Harming the Innocent
According to the principle of utility, we should always do whatever will produce the greatest amount of happiness and whatever is necessary to prevent the greatest amount of unhappiness. But what if the only way to produce happiness, and to prevent unhappiness, is to harm or even kill innocent people?

  1. Suppose you are driving through a narrow tunnel and a worker falls onto the road in front of you. There is not enough time for you to stop. If you keep straight, you will hit the worker and kill him, but if you swerve left into oncoming traffic, you will collide with a school bus and kill at least five children. What’s the right thing to do? Does utilitarianism get the right answer?
  2. Suppose ten thousand innocent civilians live next to a munitions factory in a country at war. If you bomb the factory, all of them will die. If you don’t bomb the factory, it will be used to produce bombs that will be dropped on fifty thousand innocent civilians in another country. What’s the right thing to do? Does utilitarianism get the right answer?
  3. Suppose a man has planted a bomb in New York City, and it will explode in twenty-four hours unless the police are able to find it. Should it be legal for the police to use torture to extract information from the suspected bomber? Does utilitarianism get the right answer?
  4. Now suppose the man who has planted the bomb will not reveal the location unless an innocent member of his family is tortured. Should it be legal for the police to torture innocent people, if that is truly the only way to discover the location of a large bomb? Does utilitarianism have the right answer?

Telling the Truth
The principle of utility tells us to do whatever is necessary to minimize pain and unhappiness, but pain and unhappiness have many sources. There are times when telling people the truth would make them very unhappy. Should you lie to a person whenever lying is the only way to spare his or her feelings and prevent unhappiness?

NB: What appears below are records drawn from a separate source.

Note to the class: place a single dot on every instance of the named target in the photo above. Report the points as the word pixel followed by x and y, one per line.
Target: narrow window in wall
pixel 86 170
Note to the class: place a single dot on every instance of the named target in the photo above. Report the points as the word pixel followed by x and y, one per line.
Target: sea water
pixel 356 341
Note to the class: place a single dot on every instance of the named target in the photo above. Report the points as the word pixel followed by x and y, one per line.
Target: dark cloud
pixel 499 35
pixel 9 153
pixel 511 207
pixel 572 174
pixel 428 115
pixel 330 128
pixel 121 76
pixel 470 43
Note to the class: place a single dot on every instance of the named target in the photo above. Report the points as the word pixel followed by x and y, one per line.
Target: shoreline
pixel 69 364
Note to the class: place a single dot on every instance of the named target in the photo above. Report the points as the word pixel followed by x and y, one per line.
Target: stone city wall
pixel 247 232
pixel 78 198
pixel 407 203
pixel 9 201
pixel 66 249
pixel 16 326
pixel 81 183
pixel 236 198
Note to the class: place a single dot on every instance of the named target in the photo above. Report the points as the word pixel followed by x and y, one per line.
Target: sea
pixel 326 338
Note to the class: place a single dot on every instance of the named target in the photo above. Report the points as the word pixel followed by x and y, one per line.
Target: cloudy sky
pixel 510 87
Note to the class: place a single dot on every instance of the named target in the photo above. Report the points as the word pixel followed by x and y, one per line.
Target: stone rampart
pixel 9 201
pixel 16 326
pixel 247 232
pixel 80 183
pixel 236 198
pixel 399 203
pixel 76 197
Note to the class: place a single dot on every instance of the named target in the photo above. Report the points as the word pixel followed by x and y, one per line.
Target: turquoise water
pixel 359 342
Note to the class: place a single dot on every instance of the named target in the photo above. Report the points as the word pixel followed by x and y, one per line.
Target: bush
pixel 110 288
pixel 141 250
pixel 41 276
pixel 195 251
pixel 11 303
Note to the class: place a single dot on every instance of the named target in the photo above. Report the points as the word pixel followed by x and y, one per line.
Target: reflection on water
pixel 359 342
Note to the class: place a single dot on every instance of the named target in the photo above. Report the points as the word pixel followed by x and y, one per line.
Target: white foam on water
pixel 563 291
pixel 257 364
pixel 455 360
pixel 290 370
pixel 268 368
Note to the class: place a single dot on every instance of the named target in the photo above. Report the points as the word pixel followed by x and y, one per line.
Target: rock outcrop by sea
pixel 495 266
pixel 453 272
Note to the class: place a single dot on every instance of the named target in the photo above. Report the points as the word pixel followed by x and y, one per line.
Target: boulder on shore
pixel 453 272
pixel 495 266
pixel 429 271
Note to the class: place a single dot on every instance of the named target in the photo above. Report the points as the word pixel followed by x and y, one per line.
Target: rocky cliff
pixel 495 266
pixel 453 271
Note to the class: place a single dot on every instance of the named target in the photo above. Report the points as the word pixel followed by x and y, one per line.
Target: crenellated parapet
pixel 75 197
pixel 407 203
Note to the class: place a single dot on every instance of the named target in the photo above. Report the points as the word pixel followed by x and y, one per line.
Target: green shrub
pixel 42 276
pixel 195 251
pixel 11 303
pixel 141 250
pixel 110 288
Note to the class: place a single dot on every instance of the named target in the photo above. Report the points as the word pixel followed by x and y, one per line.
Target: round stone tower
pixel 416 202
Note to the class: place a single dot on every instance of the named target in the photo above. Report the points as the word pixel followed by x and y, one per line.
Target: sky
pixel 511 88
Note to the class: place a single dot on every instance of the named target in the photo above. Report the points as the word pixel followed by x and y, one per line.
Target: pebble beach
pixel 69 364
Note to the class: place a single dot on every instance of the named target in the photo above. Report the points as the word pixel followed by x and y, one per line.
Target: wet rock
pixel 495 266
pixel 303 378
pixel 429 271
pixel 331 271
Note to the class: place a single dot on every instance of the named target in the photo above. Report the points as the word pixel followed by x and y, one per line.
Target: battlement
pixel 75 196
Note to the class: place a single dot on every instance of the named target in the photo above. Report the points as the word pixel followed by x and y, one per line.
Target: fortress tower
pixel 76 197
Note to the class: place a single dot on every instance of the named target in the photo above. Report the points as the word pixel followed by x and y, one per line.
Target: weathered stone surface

  1. Suppose your friend likes to sing in the shower, and he thinks he is an excellent singer. In fact, however, he sounds truly awful. Should you tell him the truth, even if it will ruin his self-confidence? Does utilitarianism have the right answer?
  2. Suppose a man has been missing for many years, and you have just learned that he is dead. Should you tell the man’s father, even if it will crush his hopes and send him into despair? Does utilitarianism have the right answer?
  3. If you think it would be wrong to lie in one or both of these cases, do you think there is sometimes a moral duty to tell the truth despite the consequences? Does this duty mean that the principle of utility is mistaken?

Living Your Life
The principle of utility says that we should always maximize happiness. It does not matter whether we are deciding on the laws of our country as citizens and officials, or whether we are deciding what to do in our own private lives. In every possible case, the principle of utility tells us to choose the course of action that will produce the greatest amount of happiness. Is that right?

  1. here are many needy people in the world who could benefit from your help. If you were to volunteer one evening per week, you could reduce need and thereby increase the sum of happiness. But if you were to volunteer all of your evenings, then you could produce even more happiness. Should you volunteer all of your spare time to helping the needy? Would it be wrong not to do so?
  2. There are many poor people in the world who lack the money to buy food, clothing, shelter, and medicine. If you were to donate $100 to a charity such as Oxfam, then some of these people would get what they desperately need and you would thereby increase happiness. But if you were to donate all of your spare income each month, then even more people would get what they desperately need and you would produce even more happiness. Should you donate all of your spare income to charities such as Oxfam? Would it be wrong not to do so?